In rock music , composition, arrangement and performance are usually a collective process that can never be completely broken down into its details, the result of which is only intended for performance by its creator and not for transmission to other performers, who therefore do it in the “classical” sense here also not there. In this case, notes are often only required in a reduced form or not at all, especially when working closely with studio recordings, which can make classical notation superfluous.

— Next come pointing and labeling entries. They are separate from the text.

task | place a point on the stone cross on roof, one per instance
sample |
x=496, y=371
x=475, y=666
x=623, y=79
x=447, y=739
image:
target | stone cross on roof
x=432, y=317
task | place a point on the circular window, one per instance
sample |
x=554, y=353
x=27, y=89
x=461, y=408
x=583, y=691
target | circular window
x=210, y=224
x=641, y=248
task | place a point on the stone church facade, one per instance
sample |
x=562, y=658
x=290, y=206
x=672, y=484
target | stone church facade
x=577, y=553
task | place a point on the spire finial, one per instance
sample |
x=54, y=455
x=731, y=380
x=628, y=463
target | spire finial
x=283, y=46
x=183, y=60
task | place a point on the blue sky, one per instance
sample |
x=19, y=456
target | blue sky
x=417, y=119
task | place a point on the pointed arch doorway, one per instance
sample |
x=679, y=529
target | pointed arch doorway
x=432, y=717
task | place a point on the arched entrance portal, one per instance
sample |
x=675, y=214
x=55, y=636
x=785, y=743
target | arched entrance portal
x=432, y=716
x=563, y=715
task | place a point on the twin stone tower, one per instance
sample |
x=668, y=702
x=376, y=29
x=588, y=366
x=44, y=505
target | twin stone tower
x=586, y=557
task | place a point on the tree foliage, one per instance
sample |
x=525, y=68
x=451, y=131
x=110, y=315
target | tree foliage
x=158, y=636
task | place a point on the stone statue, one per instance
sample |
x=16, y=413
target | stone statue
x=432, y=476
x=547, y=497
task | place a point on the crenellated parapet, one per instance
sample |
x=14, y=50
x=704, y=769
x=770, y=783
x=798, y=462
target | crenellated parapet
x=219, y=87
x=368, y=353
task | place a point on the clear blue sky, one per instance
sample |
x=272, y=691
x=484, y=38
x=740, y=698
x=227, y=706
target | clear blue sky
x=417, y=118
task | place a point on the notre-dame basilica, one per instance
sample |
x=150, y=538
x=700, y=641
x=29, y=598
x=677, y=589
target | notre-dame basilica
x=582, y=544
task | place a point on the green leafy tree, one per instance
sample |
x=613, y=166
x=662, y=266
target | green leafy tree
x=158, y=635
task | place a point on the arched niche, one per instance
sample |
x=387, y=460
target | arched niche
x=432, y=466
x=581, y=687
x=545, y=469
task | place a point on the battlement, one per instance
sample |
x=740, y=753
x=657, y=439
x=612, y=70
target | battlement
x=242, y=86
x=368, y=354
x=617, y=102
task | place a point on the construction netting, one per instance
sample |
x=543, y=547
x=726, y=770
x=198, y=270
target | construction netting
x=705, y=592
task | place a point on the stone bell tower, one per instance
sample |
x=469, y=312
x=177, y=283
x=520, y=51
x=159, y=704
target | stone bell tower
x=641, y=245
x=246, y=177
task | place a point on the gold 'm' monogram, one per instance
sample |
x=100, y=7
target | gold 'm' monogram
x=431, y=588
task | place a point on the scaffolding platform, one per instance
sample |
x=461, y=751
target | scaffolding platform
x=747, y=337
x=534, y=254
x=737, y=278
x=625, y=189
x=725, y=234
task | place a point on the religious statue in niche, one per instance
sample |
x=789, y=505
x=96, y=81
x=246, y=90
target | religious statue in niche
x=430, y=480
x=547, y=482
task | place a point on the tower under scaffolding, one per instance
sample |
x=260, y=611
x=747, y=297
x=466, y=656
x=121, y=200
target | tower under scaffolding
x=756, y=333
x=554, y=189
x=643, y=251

- Markus Bandur: Composition / Komposition , in: Concise dictionary of musical terminology [loose-leaf edition], Franz Steiner, Wiesbaden, later Stuttgart, 1971–2006; DVD, Stuttgart 2012; Republished in: Terminology of Musical Composition , edited by Hans Heinrich Eggebrecht, Franz Steiner, Stuttgart 1996 (= Concise Dictionary of Musical Terminology, Special Volume 2, pp. 15–48) ISBN 3-515-07004-4 .
- Norbert Jürgen Schneider : Composing for film and television Schott 1997 ISBN 3-7957-8708-4 .
- Clemens Kühn : Composition history in annotated examples Bärenreiter 2008 ISBN 3-7618-1158-6 .
- Paul Hindemith : Instruction in Tonsatz Schott 1984 ISBN 3-7957-1600-4 .
- Knud Jeppesen: Counterpoint. Textbook of classical vowel polyphony Breitkopf & Härtel 1985 ISBN 3-7651-0003-X .
- Matthias Schmidt : Composition. In: Oesterreichisches Musiklexikon . Online edition, Vienna 2002 ff., ISBN 3-7001-3077-5 ; Print edition: Volume 3, Verlag der Österreichischen Akademie der Wissenschaften, Vienna 2004, ISBN 3-7001-3045-7 .
- Marcello Sorce Keller : "Siamo tutti compositori. Alcune riflessioni sulla distribuzione sociale del processo compositivo" Swiss Yearbook for Musicology , New Volume XVIII (1998), pp. 259-330.
- Tasos Zembylas , Martin Niederauer: Practices of composing: sociological, knowledge-theoretical and musicological perspectives. Wiesbaden, 2016.
- Tasos Zembylas (Ed.): Artistic Practices. Social Interactions and Cultural Dynamics. London, 2014; Tasos Zembylas , Martin Niederauer: Practices of composing: sociological, knowledge-theoretical and musicological perspectives. Wiesbaden, 2016.
- Collins, Dave (Ed.): The act of musical composition. Studies in the creative process. Farnham, 2012; Donin, Nicolas / Féron, Francois-Xavier: “Tracking the composer's cognition in the course of a creative process: Stefano Gervasoni and the beginning of Gramigna”. In: Musicae Scientiae, 0/2012, 1-24; Tasos Zembylas , Martin Niederauer: Practices of composing: sociological, knowledge-theoretical and musicological perspectives. Wiesbaden, 2016.